2. Don't imagine you can change a man - unless he's in diapers.

3. What do you do if your boyfriend walks out? You shut the door.

4. If we put a man on the moon - we should be able to put them all up there.

5. Never let your man's mind wander - it's too little to be out alone.

6. Men are all the same - they just have different faces so that you can tell them apart.

7. Definition of a bachelor: a man who has missed the opportunity to make some woman miserable.

8. Women don't make fools of men - most of them are the do-it-yourself types.

9. Best way to get a man to do something: suggest he's too old for it.

10. Love is blind, but marriage is a real eye-opener.

11. If you want a committed man, look in a mental hospital.

12. The children of Israel wandered in the desert for 40 years. Even in biblical times, men wouldn't ask for directions.

13. If he asks what sort of books you're interested in, tell him chequebooks.

14. Remember: a sense of humour does not mean you tell him jokes; it means you laugh at his.

15. Sadly, all men are created equal.

Also, just a thought for all the women out there...
MENtal illness
MENstrual cramps
MENtal breakdown
MENopause
Ever notice how all of women's problems start with MEN?

And when we have real trouble, it's HISterectomy

2006-09-30 04:17:07 · 18 answers · asked by Anonymous in Entertainment & Music Jokes & Riddles

18 answers

And don't forget:

MANipulator
MANure
MANiac
MENace

Nice post : )

2006-09-30 04:37:26 · answer #1 · answered by Anonymous · 1 0

If it truly is an fairly severe question, i will supply you an fairly severe answer. No, it shouldn't. i ought to work out you ask this similar question in a room finished of "bitches", yet you would not be able to. you'd be too busy attempting to procedure the actual shown reality that there are women those who're actually round you. i'm hoping the subsequent time you ever devour a sandwich made through a lady (laughable), it really is laced with laxatives. sturdy day.

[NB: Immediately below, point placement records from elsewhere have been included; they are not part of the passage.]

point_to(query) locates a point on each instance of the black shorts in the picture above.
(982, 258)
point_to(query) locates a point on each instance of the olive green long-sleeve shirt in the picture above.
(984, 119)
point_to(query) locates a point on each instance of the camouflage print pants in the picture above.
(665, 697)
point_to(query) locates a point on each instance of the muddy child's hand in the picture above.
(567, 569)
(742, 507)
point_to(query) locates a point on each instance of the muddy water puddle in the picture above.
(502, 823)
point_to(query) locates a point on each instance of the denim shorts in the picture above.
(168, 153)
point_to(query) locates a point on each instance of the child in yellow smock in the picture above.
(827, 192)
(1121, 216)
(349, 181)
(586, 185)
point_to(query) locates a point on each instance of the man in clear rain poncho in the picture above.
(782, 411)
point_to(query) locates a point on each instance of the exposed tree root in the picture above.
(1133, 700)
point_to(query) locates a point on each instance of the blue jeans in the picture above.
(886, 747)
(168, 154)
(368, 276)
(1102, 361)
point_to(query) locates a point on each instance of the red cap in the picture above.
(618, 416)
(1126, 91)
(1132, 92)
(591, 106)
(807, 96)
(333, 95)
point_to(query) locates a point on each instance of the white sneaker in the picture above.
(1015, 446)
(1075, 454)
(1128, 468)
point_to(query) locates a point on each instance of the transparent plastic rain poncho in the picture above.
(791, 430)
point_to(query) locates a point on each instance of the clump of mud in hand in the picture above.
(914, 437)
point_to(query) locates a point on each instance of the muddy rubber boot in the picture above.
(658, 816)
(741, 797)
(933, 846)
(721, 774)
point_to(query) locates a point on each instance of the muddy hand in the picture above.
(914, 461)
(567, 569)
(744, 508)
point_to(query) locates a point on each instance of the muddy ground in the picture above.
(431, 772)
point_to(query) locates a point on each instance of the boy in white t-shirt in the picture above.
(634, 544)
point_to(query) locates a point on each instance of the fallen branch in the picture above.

2016-11-25 03:58:07 · answer #2 · answered by Anonymous · 0 0

You also notice how it is WO-MEN (woe before all men).

I liked it, I thought it was very funny. By the way, I am a man. Finally something to counter all the blonde jokes that are so demeaning. Way to go.

Good luck to you, I hope you find yourself a good MENtor.

2006-10-01 08:04:44 · answer #3 · answered by wetsaway 6 · 1 0

That WAS funny and the only reason the guys on here are upset is because you just put the Resume for their life on the internet.

2006-09-30 04:38:32 · answer #4 · answered by dogsrwork 4 · 0 0

LOL, well it made me chuckle hon. Do the others know that this is a jokes category? shouldn't come on here without a sense of humour. LOL

2006-09-30 04:59:29 · answer #5 · answered by Lyn I 5 · 0 0

Live and learn, My Dear! LOL. LOL.

The Guys have a hard time with your criticism! LOL.

Have a great week!

2006-10-02 04:01:09 · answer #6 · answered by jfmm 7 · 0 0

You naughty little rasberry! Come here, you need a spanking!

2006-09-30 04:20:37 · answer #7 · answered by Anonymous · 1 0

Finnally someone said it. you should send that out a a email

2006-09-30 06:01:18 · answer #8 · answered by erilso 2 · 0 0

tell it like it is girl
men are a bunch of thongs( a pain in the *ss)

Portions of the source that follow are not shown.